I need to prove that the Partial Differential Equation $u_x + u_t = 0 $ where $u(x,t) = x$ on $x^2 + t^2 = 1$ has no solution.
I solved this equation with method of characteristics and got one value of $u(x,t)$ as
$u(x,t) = x - t + \sqrt{1-(u(x,t))^2}$ ,
how do I show that this is not the solution of given equation.
Any hints?
I agree with you for this particular solution : $$u = x - t + \sqrt{1-u^2} \tag 1$$ There is another particular solution : $$u = x - t - \sqrt{1-u^2} \tag 2$$ In fact the solution is made of the union of the two branches which is described by the implicit equation : $$\boxed{2u^2-2(x-t)u+(x-t)^2-1=0}\tag 3$$ CHECKING : $$4uu_x-2u-2(x-t)u_x+2(x-t)=0 \quad\implies\quad u_x=\frac{u-x+t}{2u-x+t}$$ $$4uu_t+2u-2(x-t)u_t-2(x-t)=0 \quad\implies\quad u_t=\frac{-u+x-t}{2u-x+t}$$ $$u_x+u_t=\frac{u-x+t}{2u-x+t}+\frac{-u+x-t}{2u-x+t}=0\quad\text{thus eq.}(3)\text{ satisfies the PDE}.$$ And putting $u=x$ into Eq.$(3)$ : $$2x^2-2(x-t)x+(x-t)^2-1=0 \quad \to\quad x^2+t^2=1 \quad\text{thus the condition is satisfied.}$$ This seems contradictory with the assumption that there is no solution. Why ?
Comment:
According to Eq.(3) the solution $u(x,t)$ is not a one-to-one function but is a multivalued function. As a consequence one have to discuss about the wording of the problem.
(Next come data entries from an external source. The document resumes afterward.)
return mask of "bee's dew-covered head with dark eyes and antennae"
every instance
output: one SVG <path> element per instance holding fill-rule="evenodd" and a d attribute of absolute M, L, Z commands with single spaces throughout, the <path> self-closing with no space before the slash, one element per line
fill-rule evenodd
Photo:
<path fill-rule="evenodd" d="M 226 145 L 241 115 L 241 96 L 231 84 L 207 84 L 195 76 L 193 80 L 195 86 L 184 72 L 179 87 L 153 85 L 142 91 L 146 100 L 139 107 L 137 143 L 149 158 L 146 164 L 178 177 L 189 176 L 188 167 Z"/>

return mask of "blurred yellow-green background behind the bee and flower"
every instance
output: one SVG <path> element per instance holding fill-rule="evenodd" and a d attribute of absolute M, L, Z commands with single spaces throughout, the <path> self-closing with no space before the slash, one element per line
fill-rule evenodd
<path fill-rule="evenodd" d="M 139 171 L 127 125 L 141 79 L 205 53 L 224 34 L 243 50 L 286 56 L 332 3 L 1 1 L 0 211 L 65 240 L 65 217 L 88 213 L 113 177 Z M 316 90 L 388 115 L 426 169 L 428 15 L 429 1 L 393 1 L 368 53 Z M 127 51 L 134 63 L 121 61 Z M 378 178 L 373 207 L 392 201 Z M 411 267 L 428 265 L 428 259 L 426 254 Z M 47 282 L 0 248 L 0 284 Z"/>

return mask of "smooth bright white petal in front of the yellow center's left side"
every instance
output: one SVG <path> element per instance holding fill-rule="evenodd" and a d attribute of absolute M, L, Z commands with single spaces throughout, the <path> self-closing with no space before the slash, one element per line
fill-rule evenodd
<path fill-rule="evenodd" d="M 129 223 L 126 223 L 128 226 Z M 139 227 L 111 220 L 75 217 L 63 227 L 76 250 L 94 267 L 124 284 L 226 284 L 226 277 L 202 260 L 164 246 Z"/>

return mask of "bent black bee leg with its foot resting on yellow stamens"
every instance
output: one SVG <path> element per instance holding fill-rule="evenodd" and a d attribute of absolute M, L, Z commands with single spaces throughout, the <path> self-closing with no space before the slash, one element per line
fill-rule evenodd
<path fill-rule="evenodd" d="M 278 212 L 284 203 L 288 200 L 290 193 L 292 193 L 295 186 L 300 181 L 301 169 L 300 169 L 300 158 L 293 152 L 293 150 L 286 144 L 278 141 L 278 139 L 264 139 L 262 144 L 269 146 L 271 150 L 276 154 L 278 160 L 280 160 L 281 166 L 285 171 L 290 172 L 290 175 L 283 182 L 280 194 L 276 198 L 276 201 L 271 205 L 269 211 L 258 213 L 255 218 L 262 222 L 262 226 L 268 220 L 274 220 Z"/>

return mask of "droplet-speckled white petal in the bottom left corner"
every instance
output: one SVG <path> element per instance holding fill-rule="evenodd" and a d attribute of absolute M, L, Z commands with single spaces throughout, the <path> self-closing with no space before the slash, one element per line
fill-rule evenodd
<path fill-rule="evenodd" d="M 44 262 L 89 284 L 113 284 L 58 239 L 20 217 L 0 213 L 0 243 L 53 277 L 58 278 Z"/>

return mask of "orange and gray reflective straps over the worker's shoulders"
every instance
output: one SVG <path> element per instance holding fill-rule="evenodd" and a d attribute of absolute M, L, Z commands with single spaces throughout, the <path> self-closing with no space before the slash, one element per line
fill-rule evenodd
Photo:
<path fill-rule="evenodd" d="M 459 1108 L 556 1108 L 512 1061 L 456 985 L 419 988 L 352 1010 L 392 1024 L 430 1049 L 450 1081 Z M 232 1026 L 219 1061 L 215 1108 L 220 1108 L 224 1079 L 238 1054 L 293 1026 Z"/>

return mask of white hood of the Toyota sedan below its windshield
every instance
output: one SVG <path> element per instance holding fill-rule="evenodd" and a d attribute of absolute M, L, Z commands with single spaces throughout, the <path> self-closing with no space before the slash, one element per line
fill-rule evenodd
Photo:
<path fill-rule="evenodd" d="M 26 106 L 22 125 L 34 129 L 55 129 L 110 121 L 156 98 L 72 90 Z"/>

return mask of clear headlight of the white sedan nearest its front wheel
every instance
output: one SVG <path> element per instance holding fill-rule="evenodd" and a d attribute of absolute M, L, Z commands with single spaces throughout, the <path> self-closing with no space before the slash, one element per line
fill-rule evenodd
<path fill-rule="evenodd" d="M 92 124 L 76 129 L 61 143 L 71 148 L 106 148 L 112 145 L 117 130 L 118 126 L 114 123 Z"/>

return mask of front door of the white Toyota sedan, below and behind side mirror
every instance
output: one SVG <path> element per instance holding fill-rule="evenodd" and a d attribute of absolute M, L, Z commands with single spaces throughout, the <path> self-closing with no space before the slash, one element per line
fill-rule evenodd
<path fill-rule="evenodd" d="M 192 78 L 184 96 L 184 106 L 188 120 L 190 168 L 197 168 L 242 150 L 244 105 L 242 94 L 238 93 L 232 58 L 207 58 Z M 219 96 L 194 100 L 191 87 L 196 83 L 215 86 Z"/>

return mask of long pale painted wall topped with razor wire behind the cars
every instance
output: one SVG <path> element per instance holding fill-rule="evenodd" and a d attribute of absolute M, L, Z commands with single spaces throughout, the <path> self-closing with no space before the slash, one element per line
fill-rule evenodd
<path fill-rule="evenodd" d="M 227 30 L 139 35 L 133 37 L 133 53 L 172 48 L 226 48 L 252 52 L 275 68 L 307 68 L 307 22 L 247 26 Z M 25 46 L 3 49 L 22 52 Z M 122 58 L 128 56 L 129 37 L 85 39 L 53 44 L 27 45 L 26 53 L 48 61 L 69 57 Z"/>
If the question is "Has the PDE and condition a solution on the form of a one-to-one function? ", the answer is NO because the condition is not satisfied on the WHOLE circle $x^2+t^2=1.$
If the question is "Has the PDE and condition a solution on the form of a multivalued function ? ", the answer is YES.